Enquanto a Paddy Power abriu apostas de que a curto prazo se vão encontrar provas científicas da existência de Deus, há gente amargurada com a crendice e a fé dos seus semelhantes (salvo seja). Para lutar contra a ignorância - ou, quem sabe mesmo, a estupidez geral - Richard Dawkins é um empenhadíssimo apoiante da original campanha publicitária que vai ser lançada no Reino Unido: faixas em autocarros com a frase Provavelmente não há Deus, por isso deixe de se preocupar e viva a sua vida.
Dawkins está convencido de que a campanha ateísta vai fazer as pessoas pensar. Para Dawkins, uma funcionária da British Airways despedida por usar crucifixo ao peito tem a cara mais estúpida que já viu.
Confesso que já não viajo ao Reino Unido há uns anos e por isso tenho dificuldade em compreender a luta de Dawkins. Imagino que actualmente não se deve poder atravessar uma rua sem ser interrompido por uma procissão e incomodado pelo cheiro a incenso. E provavelmente em cada esquina onde havia um pub há agora uma igreja, tendo o heavy metal e o punk dado lugar a cânticos e orações.
Não, se fosse assim já se sabia. Estou muito desiludido com Dawkins. Primeiro, nem lhe passa pela cabeça que muitos ficarão ainda mais preocupados com a possibilidade de Deus não existir. Até Saramago, a quem o problema de Deus também muito importa, é muito mais razoável sobre a matéria: apesar de ter a certeza de que ninguém faz nascer o Sol cada dia e a Lua cada noite, o escritor reconhece a dificuldade que os próprios ateus têm em arrancar Deus de dentro das nossas cabeças.
O escritor é neste ponto mais lúcido do que o cientista. Ele quase toca no ponto que é verdadeiramente relevante e que é mascarado pelas ambiguidades do significado de "existir".

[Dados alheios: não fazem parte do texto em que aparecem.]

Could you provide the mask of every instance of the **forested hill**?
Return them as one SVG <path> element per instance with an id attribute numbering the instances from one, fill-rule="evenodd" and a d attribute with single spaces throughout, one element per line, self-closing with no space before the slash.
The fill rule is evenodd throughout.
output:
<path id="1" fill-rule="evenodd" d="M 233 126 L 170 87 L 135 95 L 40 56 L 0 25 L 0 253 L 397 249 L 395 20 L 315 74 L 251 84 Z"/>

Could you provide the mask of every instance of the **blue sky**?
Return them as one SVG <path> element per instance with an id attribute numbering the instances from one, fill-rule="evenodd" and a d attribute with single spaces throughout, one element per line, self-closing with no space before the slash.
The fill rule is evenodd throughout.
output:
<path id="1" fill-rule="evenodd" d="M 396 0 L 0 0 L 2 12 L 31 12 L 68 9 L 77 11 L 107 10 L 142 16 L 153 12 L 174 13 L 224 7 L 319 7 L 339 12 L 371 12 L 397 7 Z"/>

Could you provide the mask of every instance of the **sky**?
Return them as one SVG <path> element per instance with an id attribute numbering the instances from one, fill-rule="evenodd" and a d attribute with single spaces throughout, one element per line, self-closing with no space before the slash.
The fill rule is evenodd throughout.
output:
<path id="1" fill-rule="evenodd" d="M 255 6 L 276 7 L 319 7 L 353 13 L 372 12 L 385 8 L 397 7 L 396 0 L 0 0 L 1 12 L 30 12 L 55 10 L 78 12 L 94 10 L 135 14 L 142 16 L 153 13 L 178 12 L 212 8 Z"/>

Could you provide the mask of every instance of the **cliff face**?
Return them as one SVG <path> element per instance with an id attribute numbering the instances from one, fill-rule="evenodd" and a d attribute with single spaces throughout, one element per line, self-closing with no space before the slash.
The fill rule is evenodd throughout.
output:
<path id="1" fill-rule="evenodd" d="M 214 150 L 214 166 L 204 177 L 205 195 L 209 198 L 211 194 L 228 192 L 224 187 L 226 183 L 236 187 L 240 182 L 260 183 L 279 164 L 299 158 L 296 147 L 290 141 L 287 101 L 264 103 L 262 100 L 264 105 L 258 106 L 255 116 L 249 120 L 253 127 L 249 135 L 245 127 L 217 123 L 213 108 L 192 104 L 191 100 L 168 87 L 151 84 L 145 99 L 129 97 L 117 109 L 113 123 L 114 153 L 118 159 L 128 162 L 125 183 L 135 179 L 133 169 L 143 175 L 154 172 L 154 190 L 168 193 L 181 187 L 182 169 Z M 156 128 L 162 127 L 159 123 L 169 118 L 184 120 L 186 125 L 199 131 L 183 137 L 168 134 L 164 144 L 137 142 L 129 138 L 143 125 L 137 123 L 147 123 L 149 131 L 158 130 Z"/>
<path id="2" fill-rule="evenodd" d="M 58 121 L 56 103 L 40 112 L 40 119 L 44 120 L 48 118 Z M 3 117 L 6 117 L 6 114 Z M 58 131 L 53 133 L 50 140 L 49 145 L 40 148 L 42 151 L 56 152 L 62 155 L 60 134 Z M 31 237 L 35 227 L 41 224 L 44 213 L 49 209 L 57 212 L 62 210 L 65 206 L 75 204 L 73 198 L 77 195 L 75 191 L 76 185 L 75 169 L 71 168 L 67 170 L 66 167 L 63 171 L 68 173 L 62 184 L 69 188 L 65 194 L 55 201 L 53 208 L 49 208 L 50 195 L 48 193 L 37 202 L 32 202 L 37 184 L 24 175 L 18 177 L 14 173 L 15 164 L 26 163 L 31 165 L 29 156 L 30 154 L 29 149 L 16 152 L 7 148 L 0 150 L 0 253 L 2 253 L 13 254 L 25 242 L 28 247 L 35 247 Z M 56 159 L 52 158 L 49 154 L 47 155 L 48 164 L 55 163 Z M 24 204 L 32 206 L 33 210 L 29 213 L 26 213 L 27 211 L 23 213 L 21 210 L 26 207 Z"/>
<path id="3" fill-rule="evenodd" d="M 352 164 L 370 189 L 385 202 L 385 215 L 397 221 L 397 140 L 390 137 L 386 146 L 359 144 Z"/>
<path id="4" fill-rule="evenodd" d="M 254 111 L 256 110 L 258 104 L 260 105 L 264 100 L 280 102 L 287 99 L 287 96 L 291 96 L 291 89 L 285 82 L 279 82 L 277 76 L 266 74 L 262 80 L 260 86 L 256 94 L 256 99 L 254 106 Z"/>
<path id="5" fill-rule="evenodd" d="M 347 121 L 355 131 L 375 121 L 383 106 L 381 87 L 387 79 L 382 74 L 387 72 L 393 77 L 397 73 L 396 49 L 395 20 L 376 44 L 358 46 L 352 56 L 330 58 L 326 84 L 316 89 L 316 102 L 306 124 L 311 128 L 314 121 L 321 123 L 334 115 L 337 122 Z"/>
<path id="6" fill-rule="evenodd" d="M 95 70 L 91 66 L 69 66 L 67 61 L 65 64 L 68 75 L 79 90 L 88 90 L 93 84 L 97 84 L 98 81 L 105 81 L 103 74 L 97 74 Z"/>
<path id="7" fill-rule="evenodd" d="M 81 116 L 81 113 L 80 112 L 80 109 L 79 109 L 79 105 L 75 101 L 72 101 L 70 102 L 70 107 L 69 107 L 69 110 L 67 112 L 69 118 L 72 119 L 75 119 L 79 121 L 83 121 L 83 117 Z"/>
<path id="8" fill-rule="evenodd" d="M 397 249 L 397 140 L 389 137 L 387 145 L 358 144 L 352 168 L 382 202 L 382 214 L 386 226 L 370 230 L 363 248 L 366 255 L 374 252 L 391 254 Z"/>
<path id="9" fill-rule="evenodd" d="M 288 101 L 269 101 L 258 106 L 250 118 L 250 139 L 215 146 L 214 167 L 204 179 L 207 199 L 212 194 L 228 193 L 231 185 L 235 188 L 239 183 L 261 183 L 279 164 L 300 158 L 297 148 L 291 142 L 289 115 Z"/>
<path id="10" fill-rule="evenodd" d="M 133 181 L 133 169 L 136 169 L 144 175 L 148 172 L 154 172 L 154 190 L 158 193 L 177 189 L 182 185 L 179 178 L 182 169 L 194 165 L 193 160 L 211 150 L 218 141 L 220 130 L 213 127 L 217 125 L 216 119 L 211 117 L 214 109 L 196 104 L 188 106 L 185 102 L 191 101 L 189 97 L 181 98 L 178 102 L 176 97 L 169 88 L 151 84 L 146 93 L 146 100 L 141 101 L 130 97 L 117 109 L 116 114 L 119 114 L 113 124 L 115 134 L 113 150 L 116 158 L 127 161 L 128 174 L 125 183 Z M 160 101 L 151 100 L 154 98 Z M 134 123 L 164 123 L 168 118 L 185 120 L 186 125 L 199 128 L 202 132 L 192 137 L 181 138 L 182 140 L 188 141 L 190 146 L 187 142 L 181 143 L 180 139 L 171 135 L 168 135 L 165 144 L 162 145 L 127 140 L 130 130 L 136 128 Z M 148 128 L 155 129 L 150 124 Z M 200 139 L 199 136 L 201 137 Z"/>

Eu dou um exemplo: os números 1, 2, 3, 0,823, -3,14159 ... existem? Talvez a Paddy Power abra apostas de que alguém vai encontrar no mundo real, finalmente, a base dos logaritmos neperianos, o Pi ou mesmo o número 5. Mas do que não há dúvida é de que os números têm sentido para nós. Conseguimos comunicar ideias e regras que os envolvem, e com isso fazer cálculos para viajar até à lua ou para construir o computador em que teclo. Há, incorporado em nós, um software próprio para isso. Então, existir dentro das nossas cabeças não é já um grau de existência bastante?
Provavelmente temos também um software para comunicar sobre Deus. E o resultado é visível em séculos de história.
Quanto à campanha dos autocarros, e tratando-se do Reino Unido em 2008, julgo que só por distracção não foi previsto traduzir a pequena frase em árabe.